Whether it’s the opening montage of Up or when Harry lists all the reasons he loves Sally, we each have those moments that bring tears to our eyes. Be it in books or on the big screen, fiction can have us reaching for the tissues or subtly sniffing away the tears for all manner of reasons. Yet I don’t think that most people mind, because weeping along with someone else’s happiness or blubbing at a fictional break up can be a very good kind of crying.
It is, all this tear-shedding, cathartic. It’s cleansing. It is, sometimes, a really enjoyable thing to do. It rids you of feelings that aren’t good for you: maybe bitterness, perhaps sadness, or pent-up frustration. Furthermore, it is an expression of pure empathy. It’s reassuring to know you have the capability, that capacity, to feel so deeply for another, even when they exist only in print or as an image on a roll of film.
I cried today whilst watching Friends. (The one where Monika and Richard break up.) I cried because it seemed so sad, that two people who loved each other couldn’t work it out. I let a little tear run down my cheek, bounce of my chin, and I felt better. I’m not sure why, because I hadn’t been feeling particularly bad.

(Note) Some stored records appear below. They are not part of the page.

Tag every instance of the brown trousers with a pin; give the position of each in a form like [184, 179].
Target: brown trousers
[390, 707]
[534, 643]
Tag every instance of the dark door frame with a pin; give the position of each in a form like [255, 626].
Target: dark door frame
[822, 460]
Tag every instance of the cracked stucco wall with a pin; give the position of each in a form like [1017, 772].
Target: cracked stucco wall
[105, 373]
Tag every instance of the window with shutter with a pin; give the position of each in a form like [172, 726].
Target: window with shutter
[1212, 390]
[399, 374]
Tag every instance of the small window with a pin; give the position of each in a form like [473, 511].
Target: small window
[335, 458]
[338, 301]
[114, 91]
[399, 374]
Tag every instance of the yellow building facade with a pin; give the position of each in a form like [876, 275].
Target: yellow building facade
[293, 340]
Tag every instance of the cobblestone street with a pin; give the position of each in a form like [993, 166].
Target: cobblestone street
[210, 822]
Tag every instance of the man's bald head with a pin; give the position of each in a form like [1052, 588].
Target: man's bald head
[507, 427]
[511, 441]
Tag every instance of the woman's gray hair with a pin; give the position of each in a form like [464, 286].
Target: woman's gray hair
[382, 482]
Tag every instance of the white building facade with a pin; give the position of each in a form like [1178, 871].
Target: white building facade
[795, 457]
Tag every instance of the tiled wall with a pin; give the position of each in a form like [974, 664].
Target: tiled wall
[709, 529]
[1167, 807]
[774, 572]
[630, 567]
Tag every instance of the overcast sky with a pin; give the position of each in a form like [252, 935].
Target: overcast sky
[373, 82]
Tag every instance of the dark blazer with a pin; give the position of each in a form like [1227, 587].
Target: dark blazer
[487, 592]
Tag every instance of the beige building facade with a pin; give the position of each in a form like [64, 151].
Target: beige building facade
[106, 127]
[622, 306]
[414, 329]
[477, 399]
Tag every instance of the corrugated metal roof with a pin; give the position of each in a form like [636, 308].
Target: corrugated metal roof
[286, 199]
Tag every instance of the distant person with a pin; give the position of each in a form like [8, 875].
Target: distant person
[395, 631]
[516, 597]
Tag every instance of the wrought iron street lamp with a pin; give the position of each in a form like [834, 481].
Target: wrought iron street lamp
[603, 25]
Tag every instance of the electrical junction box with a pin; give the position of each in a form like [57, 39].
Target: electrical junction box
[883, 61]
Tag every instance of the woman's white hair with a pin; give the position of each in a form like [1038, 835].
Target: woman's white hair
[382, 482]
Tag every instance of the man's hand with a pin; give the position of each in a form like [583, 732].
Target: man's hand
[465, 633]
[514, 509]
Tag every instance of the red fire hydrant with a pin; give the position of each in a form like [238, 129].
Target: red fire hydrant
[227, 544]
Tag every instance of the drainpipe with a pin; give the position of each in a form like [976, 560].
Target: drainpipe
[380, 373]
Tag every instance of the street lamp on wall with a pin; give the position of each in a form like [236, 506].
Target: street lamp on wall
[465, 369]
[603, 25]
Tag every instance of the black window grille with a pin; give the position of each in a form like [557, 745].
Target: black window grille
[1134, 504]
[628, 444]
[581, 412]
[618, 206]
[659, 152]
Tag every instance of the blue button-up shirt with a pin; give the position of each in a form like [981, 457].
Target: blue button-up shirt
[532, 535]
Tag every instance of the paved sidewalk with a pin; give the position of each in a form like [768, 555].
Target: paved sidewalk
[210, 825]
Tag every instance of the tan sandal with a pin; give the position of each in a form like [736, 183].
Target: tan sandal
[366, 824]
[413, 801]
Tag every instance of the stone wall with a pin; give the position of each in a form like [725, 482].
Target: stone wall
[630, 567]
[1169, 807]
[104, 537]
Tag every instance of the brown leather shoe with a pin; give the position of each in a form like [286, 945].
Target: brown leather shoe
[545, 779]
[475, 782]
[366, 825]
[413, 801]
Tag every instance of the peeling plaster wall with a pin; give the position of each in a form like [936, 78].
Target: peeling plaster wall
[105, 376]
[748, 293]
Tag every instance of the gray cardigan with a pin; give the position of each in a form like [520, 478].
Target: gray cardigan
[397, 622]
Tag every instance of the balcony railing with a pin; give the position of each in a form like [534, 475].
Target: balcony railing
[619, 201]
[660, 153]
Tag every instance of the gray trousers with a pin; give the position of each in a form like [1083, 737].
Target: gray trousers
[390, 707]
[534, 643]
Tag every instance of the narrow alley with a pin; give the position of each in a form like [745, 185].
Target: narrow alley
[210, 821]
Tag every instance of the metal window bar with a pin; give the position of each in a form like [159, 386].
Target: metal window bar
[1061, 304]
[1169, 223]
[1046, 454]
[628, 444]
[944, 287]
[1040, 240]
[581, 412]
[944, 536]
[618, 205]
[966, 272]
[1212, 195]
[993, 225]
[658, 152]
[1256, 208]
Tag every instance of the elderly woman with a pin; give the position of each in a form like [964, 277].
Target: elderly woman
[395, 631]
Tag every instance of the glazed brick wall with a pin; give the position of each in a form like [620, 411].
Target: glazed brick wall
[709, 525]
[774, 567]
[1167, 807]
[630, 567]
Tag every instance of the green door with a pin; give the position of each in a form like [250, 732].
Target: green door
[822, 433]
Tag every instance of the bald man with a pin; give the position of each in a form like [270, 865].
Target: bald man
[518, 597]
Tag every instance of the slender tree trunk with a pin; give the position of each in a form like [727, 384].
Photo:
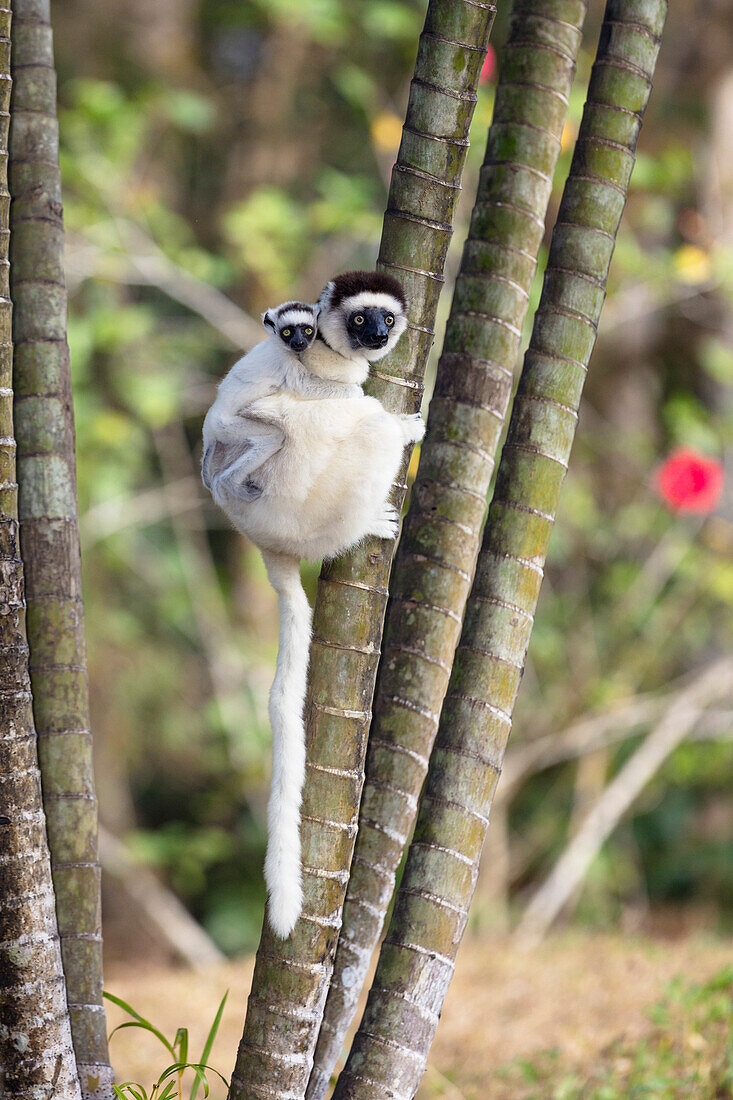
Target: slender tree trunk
[36, 1058]
[440, 536]
[46, 475]
[291, 978]
[416, 961]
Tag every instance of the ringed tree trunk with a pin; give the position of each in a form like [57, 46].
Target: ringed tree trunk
[390, 1051]
[439, 542]
[291, 977]
[46, 474]
[36, 1057]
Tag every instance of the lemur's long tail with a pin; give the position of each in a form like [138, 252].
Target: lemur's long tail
[286, 702]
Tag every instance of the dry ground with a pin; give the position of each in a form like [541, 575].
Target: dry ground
[576, 993]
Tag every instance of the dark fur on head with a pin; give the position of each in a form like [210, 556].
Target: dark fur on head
[350, 283]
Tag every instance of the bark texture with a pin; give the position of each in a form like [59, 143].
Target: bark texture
[46, 474]
[439, 542]
[416, 961]
[291, 977]
[36, 1058]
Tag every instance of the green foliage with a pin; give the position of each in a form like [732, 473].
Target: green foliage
[688, 1053]
[259, 168]
[170, 1081]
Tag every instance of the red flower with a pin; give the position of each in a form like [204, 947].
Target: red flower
[489, 66]
[687, 481]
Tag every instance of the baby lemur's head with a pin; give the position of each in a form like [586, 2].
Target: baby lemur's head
[362, 311]
[295, 323]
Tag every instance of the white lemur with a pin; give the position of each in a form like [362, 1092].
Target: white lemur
[303, 463]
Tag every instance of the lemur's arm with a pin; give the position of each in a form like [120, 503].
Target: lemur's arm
[228, 465]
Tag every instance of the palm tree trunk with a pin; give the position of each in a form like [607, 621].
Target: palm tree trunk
[46, 475]
[416, 961]
[291, 977]
[440, 536]
[36, 1057]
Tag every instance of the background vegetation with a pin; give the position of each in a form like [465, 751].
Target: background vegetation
[221, 156]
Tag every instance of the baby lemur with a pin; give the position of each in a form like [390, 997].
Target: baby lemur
[302, 462]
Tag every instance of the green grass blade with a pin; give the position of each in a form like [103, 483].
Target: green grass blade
[181, 1043]
[209, 1042]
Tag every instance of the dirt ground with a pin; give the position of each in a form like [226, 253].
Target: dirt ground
[576, 993]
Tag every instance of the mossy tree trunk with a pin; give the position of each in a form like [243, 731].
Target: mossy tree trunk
[416, 960]
[439, 542]
[36, 1058]
[46, 475]
[291, 978]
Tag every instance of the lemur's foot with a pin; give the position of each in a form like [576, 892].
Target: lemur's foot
[413, 427]
[387, 525]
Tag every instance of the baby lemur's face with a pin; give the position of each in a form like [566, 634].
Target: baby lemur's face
[295, 322]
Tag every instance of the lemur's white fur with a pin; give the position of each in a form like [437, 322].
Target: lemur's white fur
[303, 463]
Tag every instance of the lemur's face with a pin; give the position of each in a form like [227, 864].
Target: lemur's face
[370, 327]
[297, 337]
[294, 322]
[363, 312]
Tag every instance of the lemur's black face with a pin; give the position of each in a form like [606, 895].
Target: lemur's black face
[297, 337]
[370, 327]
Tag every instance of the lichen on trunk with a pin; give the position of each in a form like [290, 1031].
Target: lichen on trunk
[36, 1057]
[416, 960]
[291, 977]
[46, 475]
[439, 542]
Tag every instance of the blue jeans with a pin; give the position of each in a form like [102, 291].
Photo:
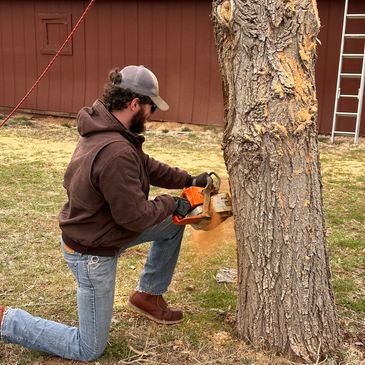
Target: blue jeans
[95, 276]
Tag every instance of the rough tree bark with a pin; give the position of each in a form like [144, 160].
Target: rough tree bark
[266, 51]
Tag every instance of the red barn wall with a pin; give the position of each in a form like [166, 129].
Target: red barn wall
[173, 38]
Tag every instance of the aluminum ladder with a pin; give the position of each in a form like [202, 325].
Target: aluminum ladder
[341, 75]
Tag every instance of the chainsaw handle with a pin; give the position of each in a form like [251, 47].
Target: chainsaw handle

However, I felt like something negative had left me and had been replaced by something warmer, something more friendly.
Oh yes, I am a big fan of the good old fashioned cry. From the bit where Julia Styles reads the poem in 10 Things I Hate About You to when the Wizarding World lost Dumbledore forever, I’ve no shortage of fiction that makes my cheeks turn puffy and my eyes red. It’s an overlooked therapy, an oft-missed technique for cleansing the soul and spring cleaning the emotional sock draw. What’s your biggest tearjerker, I wonder?